HHS has released additional guidance in the form of frequently asked questions (FAQs), which are updated on what seems to be a daily basis. Providers may find these FAQs to be a helpful resource in answering any additional questions regarding Relief Fund payments.
Medicare Accelerated and Advance Payment Programs
In order to increase cash flow to providers, the CARES Act expanded the current AAP Programs and authorized CMS to provide accelerated or advance payments during the period of the COVID-19 public health emergency to any Medicare provider or supplier who submits a request to the appropriate Medicare Administrative Contractor and meets the required qualifications.

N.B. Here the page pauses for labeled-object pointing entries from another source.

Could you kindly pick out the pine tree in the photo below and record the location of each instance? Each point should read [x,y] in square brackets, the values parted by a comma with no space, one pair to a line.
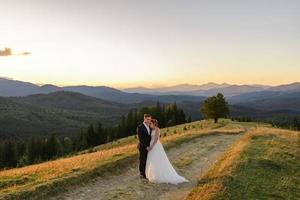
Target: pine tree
[67,145]
[215,107]
[9,154]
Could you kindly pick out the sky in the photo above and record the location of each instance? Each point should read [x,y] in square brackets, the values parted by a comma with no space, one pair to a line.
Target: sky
[127,43]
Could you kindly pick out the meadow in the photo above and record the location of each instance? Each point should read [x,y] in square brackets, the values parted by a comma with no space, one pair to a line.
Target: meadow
[263,164]
[56,176]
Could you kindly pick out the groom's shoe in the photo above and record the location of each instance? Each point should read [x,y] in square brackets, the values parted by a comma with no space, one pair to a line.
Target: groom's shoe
[143,177]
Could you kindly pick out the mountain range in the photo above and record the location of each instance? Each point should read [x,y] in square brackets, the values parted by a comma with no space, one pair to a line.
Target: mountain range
[27,109]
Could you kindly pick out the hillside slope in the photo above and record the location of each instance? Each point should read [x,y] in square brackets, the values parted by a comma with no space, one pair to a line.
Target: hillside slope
[106,164]
[264,164]
[61,113]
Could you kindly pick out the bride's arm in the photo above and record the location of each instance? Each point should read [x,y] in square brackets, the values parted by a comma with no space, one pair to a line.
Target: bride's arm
[156,136]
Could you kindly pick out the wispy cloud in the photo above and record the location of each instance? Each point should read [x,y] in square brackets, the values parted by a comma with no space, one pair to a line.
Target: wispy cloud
[8,52]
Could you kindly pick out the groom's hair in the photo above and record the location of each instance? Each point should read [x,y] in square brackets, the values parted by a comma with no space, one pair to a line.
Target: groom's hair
[147,115]
[155,122]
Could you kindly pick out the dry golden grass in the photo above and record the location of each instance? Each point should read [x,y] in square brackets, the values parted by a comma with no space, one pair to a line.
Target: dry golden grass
[212,183]
[29,178]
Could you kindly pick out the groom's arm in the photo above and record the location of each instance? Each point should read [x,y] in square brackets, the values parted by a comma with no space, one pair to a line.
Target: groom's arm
[141,136]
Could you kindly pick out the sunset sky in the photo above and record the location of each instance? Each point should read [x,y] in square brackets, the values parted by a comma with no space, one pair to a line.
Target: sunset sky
[128,43]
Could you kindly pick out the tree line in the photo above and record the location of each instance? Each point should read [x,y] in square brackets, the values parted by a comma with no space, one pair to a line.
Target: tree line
[39,149]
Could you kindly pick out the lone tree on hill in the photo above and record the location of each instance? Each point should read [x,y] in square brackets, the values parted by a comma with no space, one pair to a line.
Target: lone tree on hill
[215,107]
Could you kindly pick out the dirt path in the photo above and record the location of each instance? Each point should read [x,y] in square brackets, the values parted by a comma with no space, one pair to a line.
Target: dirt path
[190,160]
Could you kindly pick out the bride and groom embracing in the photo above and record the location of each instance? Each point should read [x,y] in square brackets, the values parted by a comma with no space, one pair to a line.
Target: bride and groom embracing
[154,163]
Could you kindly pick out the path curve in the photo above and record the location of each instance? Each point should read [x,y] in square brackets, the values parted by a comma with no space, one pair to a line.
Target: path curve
[190,159]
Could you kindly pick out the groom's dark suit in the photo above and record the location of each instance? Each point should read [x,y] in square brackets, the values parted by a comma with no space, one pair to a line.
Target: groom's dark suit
[144,142]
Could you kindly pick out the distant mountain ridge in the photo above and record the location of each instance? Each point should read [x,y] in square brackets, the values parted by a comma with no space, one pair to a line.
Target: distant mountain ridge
[182,92]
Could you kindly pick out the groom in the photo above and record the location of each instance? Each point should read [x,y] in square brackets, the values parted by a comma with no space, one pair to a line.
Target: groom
[144,135]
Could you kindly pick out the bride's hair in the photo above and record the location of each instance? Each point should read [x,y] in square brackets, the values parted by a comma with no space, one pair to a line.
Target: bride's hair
[155,122]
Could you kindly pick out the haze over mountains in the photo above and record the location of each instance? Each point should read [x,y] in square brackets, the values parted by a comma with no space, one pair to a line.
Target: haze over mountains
[27,108]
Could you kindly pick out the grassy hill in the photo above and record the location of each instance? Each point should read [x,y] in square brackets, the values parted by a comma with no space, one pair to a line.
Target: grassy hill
[41,180]
[264,164]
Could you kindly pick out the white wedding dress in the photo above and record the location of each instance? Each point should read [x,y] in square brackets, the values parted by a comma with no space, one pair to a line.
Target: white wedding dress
[158,167]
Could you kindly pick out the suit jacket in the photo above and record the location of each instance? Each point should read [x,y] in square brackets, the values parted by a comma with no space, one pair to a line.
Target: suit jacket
[144,137]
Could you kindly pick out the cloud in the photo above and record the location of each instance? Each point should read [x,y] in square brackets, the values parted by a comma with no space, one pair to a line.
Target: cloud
[8,52]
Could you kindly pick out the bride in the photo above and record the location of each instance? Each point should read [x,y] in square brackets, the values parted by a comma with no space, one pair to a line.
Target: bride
[158,167]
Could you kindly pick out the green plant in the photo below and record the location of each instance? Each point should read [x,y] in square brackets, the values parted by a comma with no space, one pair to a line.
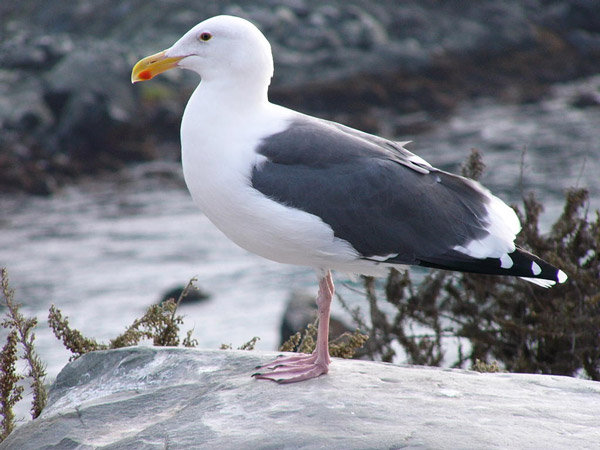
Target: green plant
[20,332]
[159,324]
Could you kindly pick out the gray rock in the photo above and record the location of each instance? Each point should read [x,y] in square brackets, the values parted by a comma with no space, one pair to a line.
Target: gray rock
[156,398]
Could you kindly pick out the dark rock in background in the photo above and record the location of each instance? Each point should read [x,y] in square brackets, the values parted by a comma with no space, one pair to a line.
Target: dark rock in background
[67,107]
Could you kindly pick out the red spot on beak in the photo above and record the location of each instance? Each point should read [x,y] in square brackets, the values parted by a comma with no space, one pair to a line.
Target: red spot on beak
[145,75]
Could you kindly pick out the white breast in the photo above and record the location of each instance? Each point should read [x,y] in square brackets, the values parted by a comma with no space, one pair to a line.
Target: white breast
[218,156]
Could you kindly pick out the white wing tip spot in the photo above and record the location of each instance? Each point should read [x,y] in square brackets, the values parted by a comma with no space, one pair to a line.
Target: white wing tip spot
[562,277]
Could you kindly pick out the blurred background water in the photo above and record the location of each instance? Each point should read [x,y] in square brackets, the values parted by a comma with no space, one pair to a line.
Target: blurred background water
[104,247]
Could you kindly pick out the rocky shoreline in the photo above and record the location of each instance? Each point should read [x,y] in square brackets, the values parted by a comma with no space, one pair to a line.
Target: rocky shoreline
[67,107]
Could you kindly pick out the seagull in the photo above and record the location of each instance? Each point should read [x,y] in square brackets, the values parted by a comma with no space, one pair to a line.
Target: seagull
[306,191]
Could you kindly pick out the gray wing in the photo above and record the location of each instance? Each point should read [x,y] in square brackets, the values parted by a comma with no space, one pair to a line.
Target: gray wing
[386,202]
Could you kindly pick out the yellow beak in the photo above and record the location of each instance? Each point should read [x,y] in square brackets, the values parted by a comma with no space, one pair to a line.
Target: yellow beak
[152,65]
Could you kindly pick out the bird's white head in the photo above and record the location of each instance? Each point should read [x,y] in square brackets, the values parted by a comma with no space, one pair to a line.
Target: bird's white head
[222,48]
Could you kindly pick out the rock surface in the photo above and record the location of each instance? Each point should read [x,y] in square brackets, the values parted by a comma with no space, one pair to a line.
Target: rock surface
[156,398]
[67,107]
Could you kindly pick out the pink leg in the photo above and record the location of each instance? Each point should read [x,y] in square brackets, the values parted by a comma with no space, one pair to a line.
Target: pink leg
[303,367]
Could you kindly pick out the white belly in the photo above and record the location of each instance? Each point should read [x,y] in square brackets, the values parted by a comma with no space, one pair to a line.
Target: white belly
[217,165]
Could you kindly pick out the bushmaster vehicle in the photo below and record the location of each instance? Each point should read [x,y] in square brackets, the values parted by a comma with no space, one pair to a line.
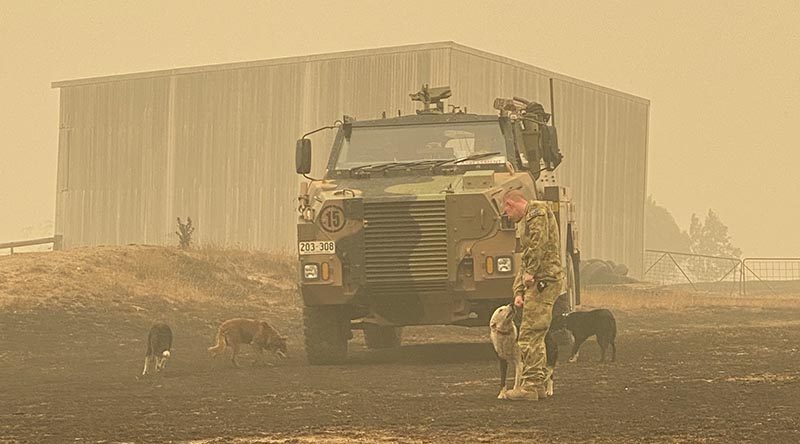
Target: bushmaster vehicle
[406,227]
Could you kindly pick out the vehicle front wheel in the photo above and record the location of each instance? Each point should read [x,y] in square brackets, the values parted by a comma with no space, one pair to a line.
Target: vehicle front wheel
[376,336]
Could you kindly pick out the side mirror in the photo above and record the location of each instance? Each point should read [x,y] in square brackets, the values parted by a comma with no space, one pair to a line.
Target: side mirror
[303,156]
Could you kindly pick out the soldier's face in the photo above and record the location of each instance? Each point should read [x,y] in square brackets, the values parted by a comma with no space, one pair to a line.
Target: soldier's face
[513,209]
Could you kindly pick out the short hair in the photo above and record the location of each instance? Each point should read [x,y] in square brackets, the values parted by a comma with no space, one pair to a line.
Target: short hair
[514,194]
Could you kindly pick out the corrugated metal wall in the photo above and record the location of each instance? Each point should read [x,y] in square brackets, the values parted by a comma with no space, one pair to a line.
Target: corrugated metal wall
[214,145]
[217,143]
[602,133]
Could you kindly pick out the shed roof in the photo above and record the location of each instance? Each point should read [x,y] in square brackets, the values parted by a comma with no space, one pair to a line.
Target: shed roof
[342,55]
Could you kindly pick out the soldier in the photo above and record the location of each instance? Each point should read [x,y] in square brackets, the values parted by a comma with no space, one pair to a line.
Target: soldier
[539,281]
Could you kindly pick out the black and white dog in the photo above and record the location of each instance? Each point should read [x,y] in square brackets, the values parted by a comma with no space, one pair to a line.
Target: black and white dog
[585,324]
[503,331]
[159,342]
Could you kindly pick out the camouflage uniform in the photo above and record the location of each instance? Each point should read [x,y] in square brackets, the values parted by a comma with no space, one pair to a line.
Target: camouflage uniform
[541,258]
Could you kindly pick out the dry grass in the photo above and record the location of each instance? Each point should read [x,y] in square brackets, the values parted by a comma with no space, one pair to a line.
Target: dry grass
[129,273]
[642,297]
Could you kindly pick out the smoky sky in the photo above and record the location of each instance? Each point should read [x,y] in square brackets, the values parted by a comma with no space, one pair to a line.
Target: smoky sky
[723,79]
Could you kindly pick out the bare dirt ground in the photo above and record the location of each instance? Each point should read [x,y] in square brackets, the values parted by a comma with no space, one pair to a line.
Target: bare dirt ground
[691,368]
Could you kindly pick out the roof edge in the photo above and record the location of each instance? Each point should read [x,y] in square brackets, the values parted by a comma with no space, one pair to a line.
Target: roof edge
[255,63]
[346,54]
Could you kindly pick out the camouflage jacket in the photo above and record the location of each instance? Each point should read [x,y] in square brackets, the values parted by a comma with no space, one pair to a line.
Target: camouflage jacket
[541,248]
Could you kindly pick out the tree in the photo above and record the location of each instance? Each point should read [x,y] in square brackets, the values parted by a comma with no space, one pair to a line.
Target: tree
[711,237]
[661,230]
[185,231]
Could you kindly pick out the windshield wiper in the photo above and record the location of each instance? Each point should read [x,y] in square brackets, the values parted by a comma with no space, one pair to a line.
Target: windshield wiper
[464,159]
[360,168]
[409,164]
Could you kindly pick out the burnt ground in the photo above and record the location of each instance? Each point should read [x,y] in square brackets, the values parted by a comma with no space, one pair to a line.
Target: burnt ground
[716,374]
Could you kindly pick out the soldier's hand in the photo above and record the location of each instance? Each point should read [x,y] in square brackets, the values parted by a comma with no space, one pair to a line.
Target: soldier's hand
[527,279]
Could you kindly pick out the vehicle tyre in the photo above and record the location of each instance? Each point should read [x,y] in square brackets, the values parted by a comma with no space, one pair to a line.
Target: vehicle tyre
[376,336]
[326,329]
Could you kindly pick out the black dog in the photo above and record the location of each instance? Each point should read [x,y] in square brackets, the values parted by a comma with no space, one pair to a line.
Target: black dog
[159,342]
[585,324]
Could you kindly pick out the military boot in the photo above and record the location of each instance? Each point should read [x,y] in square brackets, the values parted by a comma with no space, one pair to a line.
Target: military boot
[523,393]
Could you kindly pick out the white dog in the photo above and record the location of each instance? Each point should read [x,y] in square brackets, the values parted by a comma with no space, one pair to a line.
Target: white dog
[159,342]
[503,332]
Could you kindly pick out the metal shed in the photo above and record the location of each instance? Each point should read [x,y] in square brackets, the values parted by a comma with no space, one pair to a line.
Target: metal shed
[216,143]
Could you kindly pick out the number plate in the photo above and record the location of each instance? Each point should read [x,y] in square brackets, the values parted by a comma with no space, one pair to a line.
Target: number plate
[316,247]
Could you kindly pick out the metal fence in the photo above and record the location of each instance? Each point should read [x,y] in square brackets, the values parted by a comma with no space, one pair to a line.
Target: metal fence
[770,274]
[10,246]
[726,274]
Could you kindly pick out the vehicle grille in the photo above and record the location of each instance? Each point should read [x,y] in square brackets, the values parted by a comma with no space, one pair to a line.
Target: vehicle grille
[405,246]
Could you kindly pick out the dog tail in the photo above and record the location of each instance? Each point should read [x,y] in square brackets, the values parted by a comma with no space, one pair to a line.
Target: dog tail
[220,343]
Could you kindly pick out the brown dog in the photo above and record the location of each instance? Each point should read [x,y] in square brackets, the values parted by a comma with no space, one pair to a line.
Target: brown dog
[259,334]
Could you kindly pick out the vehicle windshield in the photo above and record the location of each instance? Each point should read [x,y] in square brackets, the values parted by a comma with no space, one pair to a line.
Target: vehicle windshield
[415,143]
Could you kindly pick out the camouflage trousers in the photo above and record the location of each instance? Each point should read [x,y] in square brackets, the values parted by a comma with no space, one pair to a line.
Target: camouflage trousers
[537,313]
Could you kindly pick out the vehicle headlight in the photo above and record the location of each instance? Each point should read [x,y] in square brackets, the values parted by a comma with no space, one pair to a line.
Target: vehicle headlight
[503,264]
[311,271]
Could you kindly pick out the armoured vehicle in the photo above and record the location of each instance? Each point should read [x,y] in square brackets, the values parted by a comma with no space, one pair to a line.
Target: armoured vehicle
[406,227]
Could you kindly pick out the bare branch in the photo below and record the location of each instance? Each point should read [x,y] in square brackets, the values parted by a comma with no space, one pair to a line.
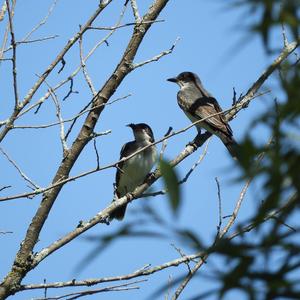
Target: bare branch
[14,55]
[113,165]
[5,232]
[156,57]
[124,25]
[23,263]
[84,70]
[146,270]
[135,11]
[79,294]
[60,120]
[5,187]
[49,69]
[222,234]
[3,10]
[23,175]
[75,72]
[81,113]
[42,22]
[219,206]
[245,100]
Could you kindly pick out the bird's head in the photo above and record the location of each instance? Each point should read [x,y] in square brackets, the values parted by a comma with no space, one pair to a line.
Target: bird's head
[142,132]
[185,78]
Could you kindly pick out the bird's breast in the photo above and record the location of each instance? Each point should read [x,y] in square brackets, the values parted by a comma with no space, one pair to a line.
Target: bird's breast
[135,170]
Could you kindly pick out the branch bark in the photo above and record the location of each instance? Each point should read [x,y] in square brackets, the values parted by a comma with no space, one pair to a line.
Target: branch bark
[23,260]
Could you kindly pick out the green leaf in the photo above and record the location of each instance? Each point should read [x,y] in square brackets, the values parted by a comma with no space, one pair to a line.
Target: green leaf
[171,185]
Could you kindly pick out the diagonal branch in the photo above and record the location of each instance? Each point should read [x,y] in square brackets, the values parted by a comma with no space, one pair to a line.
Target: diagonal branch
[14,56]
[9,124]
[23,260]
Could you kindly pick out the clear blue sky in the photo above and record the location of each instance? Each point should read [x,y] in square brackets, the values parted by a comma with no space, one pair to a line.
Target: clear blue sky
[213,44]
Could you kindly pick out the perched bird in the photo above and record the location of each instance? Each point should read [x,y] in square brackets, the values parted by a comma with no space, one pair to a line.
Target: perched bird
[133,171]
[197,104]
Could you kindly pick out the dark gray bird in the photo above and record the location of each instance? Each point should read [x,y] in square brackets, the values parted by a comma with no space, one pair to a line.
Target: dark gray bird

CMS issued an Advance Payments Fact Sheet providing detailed information about providers’ and suppliers’ eligibility to receive accelerated or advance payments and a step-by-step guide to the request process.
As of April 26, CMS had paid more than $100 billion to healthcare providers and suppliers through the AAP Programs. Specifically, CMS approved more than 21,000 applications advancing $59.6 billion in payments to Part A providers, which includes hospitals, and CMS approved almost 24,000 applications advancing $40.4 billion in payments to Part B suppliers, including doctors, non-physician practitioners, and durable medical equipment suppliers.
In a press release on April 26, CMS announced that it would no longer be accepting any new applications for the Advance Payment Program and would be reevaluating all pending and new applications for the Accelerated Payment Program, in light of the additional $175 billion made available to providers through the HHS Relief Fund.